AUPE members ratify new contract with province after 'challenging' bargaining
CBC
Alberta government employees represented by the Alberta Union of Provincial Employees have ratified a new collective agreement that extends job security for permanent employees to the end of 2022 and offers small pay raises in the final 15 months of the agreement.
The agreement, ratified by 96 per cent of AUPE members who voted, will provide employees with a 1.25 per cent salary on Jan. 1, 2023, and a 1.5 per cent increase on Sept. 1, 2023. Workers could get an additional 0.5 per cent increase on the latter date depending on economic factors.
About 46 per cent of eligible workers voted on the new contract. AUPE represents 22,000 Government of Alberta employees covered by the contract.
AUPE president Guy Smith said bargaining for this collective agreement was the most challenging for the union in about 25 to 30 years.
"We've never seen so many concessions on the table at the beginning and throughout bargaining as we saw this time around," Smith said in an interview with CBC News.

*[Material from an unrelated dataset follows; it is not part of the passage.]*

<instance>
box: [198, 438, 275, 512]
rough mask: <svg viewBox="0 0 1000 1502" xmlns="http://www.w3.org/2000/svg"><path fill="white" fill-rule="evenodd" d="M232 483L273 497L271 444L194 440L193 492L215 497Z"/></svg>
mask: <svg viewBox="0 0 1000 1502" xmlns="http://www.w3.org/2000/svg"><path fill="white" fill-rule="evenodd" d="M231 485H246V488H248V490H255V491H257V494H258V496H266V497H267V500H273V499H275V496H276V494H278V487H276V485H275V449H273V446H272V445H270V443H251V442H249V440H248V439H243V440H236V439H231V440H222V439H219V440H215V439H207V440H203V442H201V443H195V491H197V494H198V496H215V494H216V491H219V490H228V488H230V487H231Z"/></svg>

"And I think forcing the employer off those concessions was really a major goal and then obviously making some gains on top of that."
Early in the negotiation, government negotiators offered public service employees a four per cent wage rollback. They also wanted concessions on pay for overtime, shift differentials and weekend premiums.
In October 2020, provincial negotiators informed the union that 930 job cuts were on the table. A mediator became involved in March after talks broke down.
Finance Minister Travis Toews said in a statement on Monday that the agreement recognizes the province's "long-term economic outlook."
"Our goal has always been to bring spending in line with other provinces, and this deal accomplishes that goal," Toews said.
"I am hopeful that other public sector unions will look to this successful process, and that bargaining will proceed constructively across the broader public sector."
Smith suspects a number of factors prompted the government to walk back its demand for concessions. AUPE members were prepared to strike, if required, and the government didn't want to face widespread labour unrest, Smith said.
"They knew we were serious," Smith said. "This government is struggling and the premier is struggling, and I think that they didn't want to engage in a fight that they may not have won."
The deal comes as the province's finances are buoyed by high world oil prices. The second-quarter financial update projects Alberta will end the fiscal year with a deficit of $5.8 billion, much lower than the $18.2 billion forecasted in the February budget.